Taiwan Personal Income Tax
Detailed personal income tax rates and rules for Taiwan in 2026.
Taiwan's individual income tax applies progressive rates from 5% to 40% across five brackets. Residents are taxed on worldwide income while non-residents are taxed at a flat 18% on wages and 21% on other income for stays under 183 days. A standard deduction of TWD 131,000 for single filers or TWD 262,000 for married couples is available, along with personal exemptions of TWD 97,000 per person and various special deductions for salaries, disabilities, education, and childcare.
| Income Range (TWD) | Tax Rate |
|---|---|
| NT$0 – NT$560K | 5% |
| NT$560K – NT$1.3M | 12% |
| NT$1.3M – NT$2.5M | 20% |
| NT$2.5M – NT$4.7M | 30% |
| NT$4.7M+ | 40% |
Filing Deadline
May 31
Residency Rule
Individuals present in Taiwan for 183 days or more in a tax year are considered tax residents.

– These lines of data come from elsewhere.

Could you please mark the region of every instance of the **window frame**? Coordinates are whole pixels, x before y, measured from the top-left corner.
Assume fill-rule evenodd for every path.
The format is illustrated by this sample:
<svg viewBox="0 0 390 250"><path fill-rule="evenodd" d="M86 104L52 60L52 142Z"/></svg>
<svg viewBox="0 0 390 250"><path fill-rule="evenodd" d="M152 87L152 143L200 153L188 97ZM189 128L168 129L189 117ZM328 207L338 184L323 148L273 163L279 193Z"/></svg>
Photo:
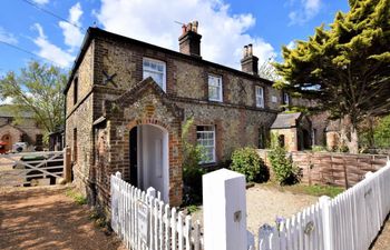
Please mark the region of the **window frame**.
<svg viewBox="0 0 390 250"><path fill-rule="evenodd" d="M215 79L220 79L220 90L218 90L218 96L220 96L220 99L215 99L215 98L212 98L209 96L209 79L211 78L215 78ZM214 87L214 88L217 88L217 87ZM222 81L222 76L218 76L218 74L213 74L213 73L208 73L207 76L207 91L208 91L208 100L209 101L217 101L217 102L223 102L223 81Z"/></svg>
<svg viewBox="0 0 390 250"><path fill-rule="evenodd" d="M261 96L259 96L257 94L257 90L262 90L262 94ZM256 107L257 108L265 108L265 94L264 94L264 87L262 87L262 86L255 86L254 87L254 91L255 91L255 99L256 99ZM261 103L259 103L257 101L259 101L259 97L261 97L261 100L262 100L262 102Z"/></svg>
<svg viewBox="0 0 390 250"><path fill-rule="evenodd" d="M150 68L145 70L145 67L144 67L145 61L149 61L149 63L152 62L152 63L156 63L156 64L159 63L163 66L163 82L162 82L163 86L159 86L159 83L155 79L153 79L153 80L164 90L164 92L166 92L166 62L158 60L158 59L154 59L154 58L143 57L143 80L146 79L145 71L150 72L150 73L162 73L160 71L153 70Z"/></svg>
<svg viewBox="0 0 390 250"><path fill-rule="evenodd" d="M209 127L213 130L212 131L199 131L198 127ZM216 137L215 137L215 131L216 131L215 124L198 124L198 126L196 126L196 143L202 146L202 147L204 147L204 148L212 148L213 149L213 151L212 151L213 152L212 159L201 160L199 164L211 164L211 163L215 163L216 162L216 141L215 141ZM212 133L213 134L213 146L204 146L204 144L199 143L199 140L202 140L202 139L197 138L198 133Z"/></svg>
<svg viewBox="0 0 390 250"><path fill-rule="evenodd" d="M283 92L283 104L290 106L290 94L287 92Z"/></svg>
<svg viewBox="0 0 390 250"><path fill-rule="evenodd" d="M78 77L75 77L74 80L74 106L78 102Z"/></svg>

Residents are taxed on worldwide income. Non-residents staying fewer than 183 days are taxed only on Taiwan-sourced income at flat rates of 18% (wages) or 21% (other income).
Additional Notes
Taiwan's tax system includes an alternative minimum tax (AMT/Basic Tax) at 20% for individuals with specific tax-exempt income exceeding TWD 7.5 million. The AMT ensures high-income earners who benefit from tax preferences still pay a minimum level of tax.
How Taiwan Income Tax compares
Taiwan’s top personal income tax rate of 40% is the 33rd highest of 203 countries TaxAtlas tracks, above the global average of 27.7% and Asia’s regional average of 22.2%.